Life is short, so why settle for second-rate things? This is particularly true when faced with items that have tons of options (like books!). There is an incredible amount of text to be read in this world, so if the book is bad, put it down. Don't waste time on second-rate stories when you could pick up a magical, potentially life-changing work. Same goes for food (if it's bad, send it back), clothing (if it doesn't work, return it), etc. Yes, it can be easier to stick with what's already in your hand, but do you really want to look back a mourn all the time you wasted on second-rate nonsense?

 

DEADEND DREAMS

Consider, for a moment, what a dream life looks like to you. Is that your idea of an ideal scenario or someone else's? It is something that gets you up in the morning, pumped to started your day and move toward that dream? If not, you might be suffering from a case of uninspired dreaming. Reflect on what you really want — and make sure that you're not aiming towards goals that others have set for you or goals that you set for yourself a long time ago that no longer speak to what you want your future to look like. We change, and often our dreams do too. 

 

LACKLUSTER LEISURE

How are you spending your free time? Are you truly enjoying the activities you've deemed as "leisure"? If you are, awesome! Keep at it! But if you're doing something just because it's easy, you've always done it, or it's someone else's idea of a good time, consider exploring new leisure-time activities.

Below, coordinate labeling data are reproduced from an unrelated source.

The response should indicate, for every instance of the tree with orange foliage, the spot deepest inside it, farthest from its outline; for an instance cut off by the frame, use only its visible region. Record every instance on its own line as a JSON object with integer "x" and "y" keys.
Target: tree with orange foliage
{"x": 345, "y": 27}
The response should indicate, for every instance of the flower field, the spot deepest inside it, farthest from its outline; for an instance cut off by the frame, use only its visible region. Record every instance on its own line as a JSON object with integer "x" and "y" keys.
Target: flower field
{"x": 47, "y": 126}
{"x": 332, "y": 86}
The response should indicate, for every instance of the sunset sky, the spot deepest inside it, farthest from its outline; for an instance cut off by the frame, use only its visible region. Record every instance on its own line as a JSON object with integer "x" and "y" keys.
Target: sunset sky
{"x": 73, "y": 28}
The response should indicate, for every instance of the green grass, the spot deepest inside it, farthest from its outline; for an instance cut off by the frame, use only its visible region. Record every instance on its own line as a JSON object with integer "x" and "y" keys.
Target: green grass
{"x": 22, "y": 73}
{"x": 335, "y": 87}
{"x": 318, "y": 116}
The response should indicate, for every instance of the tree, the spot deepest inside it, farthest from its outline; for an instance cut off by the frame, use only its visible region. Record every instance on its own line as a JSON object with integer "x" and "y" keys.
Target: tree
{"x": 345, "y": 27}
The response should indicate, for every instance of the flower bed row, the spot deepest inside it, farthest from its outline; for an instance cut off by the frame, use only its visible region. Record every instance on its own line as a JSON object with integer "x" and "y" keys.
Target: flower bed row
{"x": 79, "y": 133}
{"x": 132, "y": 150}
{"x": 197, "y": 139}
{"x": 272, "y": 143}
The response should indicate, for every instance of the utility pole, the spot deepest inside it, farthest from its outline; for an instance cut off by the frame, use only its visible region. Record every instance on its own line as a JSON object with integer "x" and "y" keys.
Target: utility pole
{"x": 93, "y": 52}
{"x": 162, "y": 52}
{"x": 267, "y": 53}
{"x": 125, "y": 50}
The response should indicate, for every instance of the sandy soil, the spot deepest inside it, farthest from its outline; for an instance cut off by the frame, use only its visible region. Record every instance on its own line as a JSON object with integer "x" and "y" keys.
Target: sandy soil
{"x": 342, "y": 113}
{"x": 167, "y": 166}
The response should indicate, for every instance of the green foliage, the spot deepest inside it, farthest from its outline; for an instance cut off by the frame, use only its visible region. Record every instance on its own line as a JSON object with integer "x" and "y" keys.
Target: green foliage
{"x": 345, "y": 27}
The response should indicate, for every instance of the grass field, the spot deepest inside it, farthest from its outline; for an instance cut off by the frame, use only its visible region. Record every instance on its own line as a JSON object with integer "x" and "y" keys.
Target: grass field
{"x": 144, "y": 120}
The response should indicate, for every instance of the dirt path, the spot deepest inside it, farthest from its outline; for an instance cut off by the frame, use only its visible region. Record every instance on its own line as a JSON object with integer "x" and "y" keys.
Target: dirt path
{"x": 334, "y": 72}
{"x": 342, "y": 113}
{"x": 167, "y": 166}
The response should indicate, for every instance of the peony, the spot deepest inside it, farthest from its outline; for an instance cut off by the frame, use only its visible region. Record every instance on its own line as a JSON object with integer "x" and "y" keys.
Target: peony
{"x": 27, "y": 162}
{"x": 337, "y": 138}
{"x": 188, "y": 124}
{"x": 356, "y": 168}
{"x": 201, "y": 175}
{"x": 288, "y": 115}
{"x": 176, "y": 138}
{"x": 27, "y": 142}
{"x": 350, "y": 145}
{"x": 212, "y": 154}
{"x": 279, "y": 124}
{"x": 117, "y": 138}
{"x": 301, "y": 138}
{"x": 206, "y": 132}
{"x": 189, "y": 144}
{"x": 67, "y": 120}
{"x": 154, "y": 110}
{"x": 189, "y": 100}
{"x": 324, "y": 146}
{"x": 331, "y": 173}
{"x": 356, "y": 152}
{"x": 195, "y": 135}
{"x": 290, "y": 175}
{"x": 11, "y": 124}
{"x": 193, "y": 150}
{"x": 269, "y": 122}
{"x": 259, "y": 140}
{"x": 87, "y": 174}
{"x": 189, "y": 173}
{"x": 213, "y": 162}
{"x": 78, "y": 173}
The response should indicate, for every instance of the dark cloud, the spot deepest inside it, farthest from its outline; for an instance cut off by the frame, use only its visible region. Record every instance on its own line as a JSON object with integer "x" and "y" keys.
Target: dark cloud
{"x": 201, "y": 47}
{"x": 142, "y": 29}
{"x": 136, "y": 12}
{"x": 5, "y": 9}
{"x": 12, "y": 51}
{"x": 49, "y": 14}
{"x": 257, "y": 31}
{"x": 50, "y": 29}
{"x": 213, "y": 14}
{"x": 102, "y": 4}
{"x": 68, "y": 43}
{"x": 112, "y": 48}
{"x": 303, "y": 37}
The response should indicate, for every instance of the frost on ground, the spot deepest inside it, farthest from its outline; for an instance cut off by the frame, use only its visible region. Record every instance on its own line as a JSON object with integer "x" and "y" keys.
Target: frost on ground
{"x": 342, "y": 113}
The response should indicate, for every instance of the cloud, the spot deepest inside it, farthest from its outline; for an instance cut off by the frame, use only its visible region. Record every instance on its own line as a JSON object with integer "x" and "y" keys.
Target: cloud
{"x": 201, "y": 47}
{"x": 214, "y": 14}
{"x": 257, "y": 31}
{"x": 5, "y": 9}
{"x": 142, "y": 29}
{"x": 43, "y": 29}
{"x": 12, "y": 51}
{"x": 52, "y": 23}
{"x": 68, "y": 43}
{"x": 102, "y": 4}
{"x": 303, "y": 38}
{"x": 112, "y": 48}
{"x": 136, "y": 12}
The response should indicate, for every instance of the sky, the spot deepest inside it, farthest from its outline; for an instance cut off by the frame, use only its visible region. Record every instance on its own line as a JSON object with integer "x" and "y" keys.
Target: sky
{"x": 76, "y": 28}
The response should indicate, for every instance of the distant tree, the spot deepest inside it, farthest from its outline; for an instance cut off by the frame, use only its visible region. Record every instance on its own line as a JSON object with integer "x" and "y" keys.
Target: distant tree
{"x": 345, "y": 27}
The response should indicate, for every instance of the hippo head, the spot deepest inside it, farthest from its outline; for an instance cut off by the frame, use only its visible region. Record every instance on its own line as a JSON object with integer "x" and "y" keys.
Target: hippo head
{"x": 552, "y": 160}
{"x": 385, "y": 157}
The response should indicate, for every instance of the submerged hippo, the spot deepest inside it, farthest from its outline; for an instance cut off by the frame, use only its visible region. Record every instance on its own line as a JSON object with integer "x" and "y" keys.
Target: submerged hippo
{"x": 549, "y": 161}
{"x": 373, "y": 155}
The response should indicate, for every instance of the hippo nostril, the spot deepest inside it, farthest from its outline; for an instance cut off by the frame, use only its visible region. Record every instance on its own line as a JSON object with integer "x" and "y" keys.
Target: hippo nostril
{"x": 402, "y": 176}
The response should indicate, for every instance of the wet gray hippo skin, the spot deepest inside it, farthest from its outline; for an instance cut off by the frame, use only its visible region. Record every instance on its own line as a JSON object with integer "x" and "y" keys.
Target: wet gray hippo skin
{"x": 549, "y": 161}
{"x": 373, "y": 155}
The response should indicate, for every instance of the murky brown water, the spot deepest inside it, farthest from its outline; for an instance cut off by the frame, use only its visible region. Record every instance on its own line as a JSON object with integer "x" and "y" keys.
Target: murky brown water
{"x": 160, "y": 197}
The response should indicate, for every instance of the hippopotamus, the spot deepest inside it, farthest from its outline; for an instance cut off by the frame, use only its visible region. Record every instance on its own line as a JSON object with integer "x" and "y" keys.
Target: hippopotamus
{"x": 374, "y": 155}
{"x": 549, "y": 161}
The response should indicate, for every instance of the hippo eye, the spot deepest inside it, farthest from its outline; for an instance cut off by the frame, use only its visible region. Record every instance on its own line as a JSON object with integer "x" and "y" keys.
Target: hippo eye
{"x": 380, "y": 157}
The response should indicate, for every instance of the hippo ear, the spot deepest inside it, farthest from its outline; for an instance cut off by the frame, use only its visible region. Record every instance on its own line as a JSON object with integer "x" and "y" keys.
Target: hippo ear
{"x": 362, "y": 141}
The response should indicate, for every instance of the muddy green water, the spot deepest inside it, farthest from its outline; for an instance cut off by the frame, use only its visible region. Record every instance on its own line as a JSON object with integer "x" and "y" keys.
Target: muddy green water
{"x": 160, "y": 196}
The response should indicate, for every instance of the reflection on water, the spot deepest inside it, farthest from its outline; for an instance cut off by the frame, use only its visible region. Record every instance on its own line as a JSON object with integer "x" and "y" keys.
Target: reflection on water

In fact, maybe just try doing something different to see if you like it. If you're always watching TV, try going for a walk. If your weekends are spent on a hiking trail, consider a Netflix binge. Try new things to make sure you're not settling for how you spend your friend time! 

 

Life is short is such a cliche, but it's true. Too many of us (myself included!) are settling for things (and people...) because it feels easier than change. You're not alone if, like me, change intimidates you. But do what you can to find the courage to stop settling for less than you deserve. It's rarely easy to let go of what's comforting (even when it's unhealthy), but the sooner you do it, the sooner you'll have the freedom to pursue the things in life that add real value, that make you excited and empowered!